Developer Tools

vLLM and PyTorch 2.11 end aarch64 GPU wheel nightmare for GH200/GB200

A two-year-old bug that silently swapped CUDA for CPU finally fixed on aarch64.

Deep Dive

For years, developers running vLLM on aarch64 Linux systems like NVIDIA's GH200, GB200, and GB300 faced a frustrating packaging bug. When installing PyTorch via standard `pip install torch`, only CPU-only wheels were available from PyPI for aarch64. Users who manually installed a CUDA-enabled build from PyTorch's custom index would find their GPU torch silently replaced by a CPU version when any transitive dependency required a specific PyTorch version, because pip would fall back to the default PyPI index. This turned a simple one-line install into a maze of `--index-url` flags, pinned versions, and post-install sanity checks.

Now, thanks to collaboration between vLLM (via Kaichou You) and the PyTorch team through the PyTorch Foundation, PyTorch 2.11 publishes CUDA-enabled wheels for aarch64 directly to PyPI. This eliminates the need for custom package indexes and workarounds like vLLM's `use_existing_torch.py` script or the uv `no-build-isolation-package` trick.
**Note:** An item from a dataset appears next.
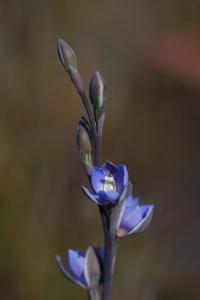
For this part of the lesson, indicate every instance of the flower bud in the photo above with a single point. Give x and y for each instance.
(66, 55)
(98, 93)
(84, 144)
The fix took two years to productionize, but it finally allows developers to run `pip install vllm` on aarch64 systems and have it work out of the box with GPU support.

Key Points
  • PyTorch 2.11 now publishes CUDA-enabled wheels for aarch64 Linux on PyPI, removing the need for a custom download index.
  • Previously, pip would silently replace a manually installed CUDA torch with a CPU wheel when resolving transitive dependencies, breaking vLLM.
  • vLLM had to ship two workarounds: `use_existing_torch.py` (rewriting dependency files) and a uv `no-build-isolation-package` config, now obsolete.

Why It Matters

Simplifies deploying LLMs on NVIDIA Grace Hopper and Blackwell systems, reducing setup time from hours to minutes.